19 Mayıs 2009 tarihinde, Teşvikiye camiinde, herkese nasip olmayacak bir şekilde Prof. Dr. Türkan Saylan'ı "dinlenmeye" yolcu ettik.
Ben görevimi yaptım... dedi kendisi.
"Biz" ne yaptık diye sormak lazım.
Kanımca görev tanımı kadar görevi hayata geçirme biçimi de önemli.
Prof. Dr. T.Saylan hem vatanı ve milleti için hayati konularda görev aldı, hem de rolünü görev almaktan öte, sorumlu hissederek, sonuca götürerek, yarıda bırakmayıp meyvelerini toplayarak taçlandırdı.
Cenaze namazını kıldıran imam İhsan Özkeskin hem orada bulunanların hem de genel çoğunluğun yüreğine su serpti. Aklın ve mantığın aslında din kitapları ile ne kadar paralel olduğunu gösterdi. Herkesin ihtiyacı olan rasyonel bakış açısını ortaya koydu.
Yeterki yobazlıktan, taasuptan uzak duralım, o zaman doğru yolu bulacağız! (dedi)

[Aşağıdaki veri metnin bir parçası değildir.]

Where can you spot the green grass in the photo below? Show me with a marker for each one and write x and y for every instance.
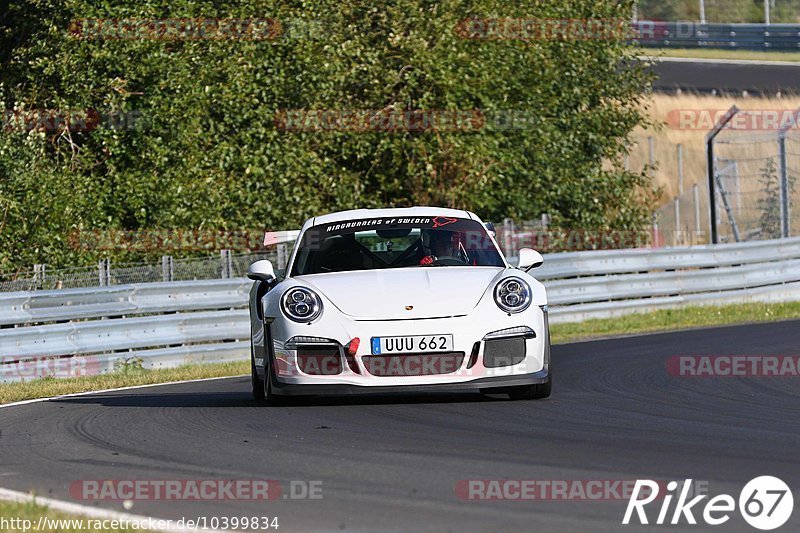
(674, 319)
(32, 511)
(42, 388)
(712, 53)
(666, 320)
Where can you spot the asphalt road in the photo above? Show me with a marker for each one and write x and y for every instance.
(722, 76)
(393, 463)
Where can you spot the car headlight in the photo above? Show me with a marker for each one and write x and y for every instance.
(513, 295)
(301, 304)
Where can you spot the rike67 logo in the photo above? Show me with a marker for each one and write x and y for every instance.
(765, 503)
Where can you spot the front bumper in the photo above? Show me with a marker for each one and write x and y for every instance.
(343, 389)
(477, 369)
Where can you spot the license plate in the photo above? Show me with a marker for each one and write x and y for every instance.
(412, 344)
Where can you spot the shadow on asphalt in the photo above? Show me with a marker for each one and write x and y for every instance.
(243, 399)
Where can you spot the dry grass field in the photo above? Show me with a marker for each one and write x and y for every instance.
(686, 119)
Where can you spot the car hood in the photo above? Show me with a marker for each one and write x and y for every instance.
(430, 292)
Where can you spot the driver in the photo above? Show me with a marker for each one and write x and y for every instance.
(441, 245)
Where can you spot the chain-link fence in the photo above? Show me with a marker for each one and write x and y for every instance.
(755, 178)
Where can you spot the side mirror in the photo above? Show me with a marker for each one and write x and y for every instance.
(261, 271)
(529, 259)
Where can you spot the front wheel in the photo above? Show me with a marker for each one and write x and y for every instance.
(262, 389)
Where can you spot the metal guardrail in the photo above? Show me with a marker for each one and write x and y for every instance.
(657, 34)
(95, 330)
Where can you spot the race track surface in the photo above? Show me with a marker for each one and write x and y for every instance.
(721, 76)
(393, 462)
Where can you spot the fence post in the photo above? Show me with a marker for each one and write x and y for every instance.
(104, 271)
(227, 264)
(784, 186)
(508, 235)
(282, 259)
(712, 200)
(167, 268)
(39, 274)
(696, 190)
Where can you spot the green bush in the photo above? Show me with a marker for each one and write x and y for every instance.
(201, 149)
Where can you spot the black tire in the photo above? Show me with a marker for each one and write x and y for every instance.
(259, 388)
(531, 392)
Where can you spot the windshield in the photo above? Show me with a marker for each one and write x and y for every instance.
(379, 243)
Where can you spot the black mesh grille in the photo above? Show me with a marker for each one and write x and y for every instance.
(413, 364)
(319, 361)
(503, 352)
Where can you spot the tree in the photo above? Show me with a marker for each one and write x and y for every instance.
(198, 145)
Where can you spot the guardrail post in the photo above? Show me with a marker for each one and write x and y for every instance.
(39, 274)
(167, 268)
(227, 264)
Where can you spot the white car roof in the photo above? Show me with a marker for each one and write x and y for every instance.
(417, 211)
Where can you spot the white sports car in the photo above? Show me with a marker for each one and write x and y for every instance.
(415, 299)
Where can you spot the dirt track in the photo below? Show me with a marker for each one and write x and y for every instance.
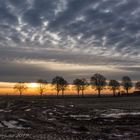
(36, 118)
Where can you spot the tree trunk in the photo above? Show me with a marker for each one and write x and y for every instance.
(99, 93)
(127, 92)
(20, 93)
(57, 93)
(82, 93)
(62, 93)
(114, 93)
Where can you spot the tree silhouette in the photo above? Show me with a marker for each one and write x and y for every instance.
(60, 84)
(20, 87)
(137, 85)
(127, 84)
(77, 84)
(98, 82)
(84, 85)
(63, 85)
(41, 86)
(114, 85)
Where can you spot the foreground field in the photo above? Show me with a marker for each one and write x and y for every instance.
(35, 118)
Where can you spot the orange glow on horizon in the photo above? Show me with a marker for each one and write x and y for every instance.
(7, 88)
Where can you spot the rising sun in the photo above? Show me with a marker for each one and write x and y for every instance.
(33, 85)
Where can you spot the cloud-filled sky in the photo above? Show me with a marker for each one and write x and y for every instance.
(72, 38)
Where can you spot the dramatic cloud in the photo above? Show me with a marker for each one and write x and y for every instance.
(74, 38)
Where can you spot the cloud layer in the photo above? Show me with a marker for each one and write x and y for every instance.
(74, 38)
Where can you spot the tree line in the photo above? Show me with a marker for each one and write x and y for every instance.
(97, 82)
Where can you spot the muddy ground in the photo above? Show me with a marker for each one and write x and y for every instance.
(36, 118)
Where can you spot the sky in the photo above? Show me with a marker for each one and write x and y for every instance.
(70, 38)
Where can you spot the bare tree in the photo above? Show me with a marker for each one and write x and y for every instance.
(114, 85)
(77, 84)
(98, 82)
(42, 85)
(137, 85)
(60, 84)
(20, 87)
(63, 85)
(127, 84)
(84, 85)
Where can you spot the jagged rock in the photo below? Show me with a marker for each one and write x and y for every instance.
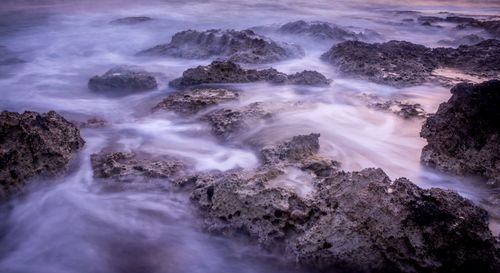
(192, 101)
(319, 30)
(403, 109)
(482, 58)
(349, 221)
(123, 78)
(227, 121)
(403, 64)
(464, 135)
(33, 144)
(470, 39)
(230, 72)
(123, 166)
(396, 63)
(132, 20)
(239, 46)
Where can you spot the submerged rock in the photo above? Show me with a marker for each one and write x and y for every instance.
(230, 72)
(225, 122)
(122, 166)
(350, 221)
(132, 20)
(192, 101)
(395, 63)
(34, 144)
(481, 59)
(239, 46)
(123, 78)
(326, 31)
(464, 135)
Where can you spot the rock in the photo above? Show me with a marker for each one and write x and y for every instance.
(225, 122)
(298, 148)
(470, 39)
(132, 20)
(395, 63)
(482, 58)
(319, 30)
(192, 101)
(121, 166)
(33, 144)
(123, 78)
(308, 77)
(403, 109)
(239, 46)
(464, 135)
(230, 72)
(349, 221)
(404, 64)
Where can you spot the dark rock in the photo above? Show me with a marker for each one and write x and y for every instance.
(225, 122)
(464, 135)
(307, 77)
(403, 109)
(123, 78)
(395, 62)
(470, 39)
(131, 20)
(122, 166)
(482, 58)
(229, 72)
(403, 64)
(319, 30)
(352, 222)
(33, 144)
(239, 46)
(192, 101)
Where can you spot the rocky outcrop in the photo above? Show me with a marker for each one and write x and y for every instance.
(347, 221)
(326, 31)
(192, 101)
(480, 59)
(132, 20)
(121, 166)
(464, 135)
(239, 46)
(123, 78)
(394, 63)
(230, 72)
(33, 144)
(403, 64)
(225, 122)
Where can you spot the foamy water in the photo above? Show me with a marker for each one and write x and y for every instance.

İmam İhsan Özkeskin'den, üzerinde düşünülmesi gerken satır başları:
- T.Saylan dinlenmeye çekildi. Asıl ölüler hala aramızda yaşayıp, geriye bir eser brakamayanlardır...
- İnsan geriye 3 şey bırakır: Yaptığı eserler, iyilikleri, duacıları. Bunlar yoksa ölü sayılır.
- İnsanlar ölen arkasından aslında kendi hallerini düşünüp ağlar...
Allah hepimize "ben görevimi yaptım" deme mutluluğu versin.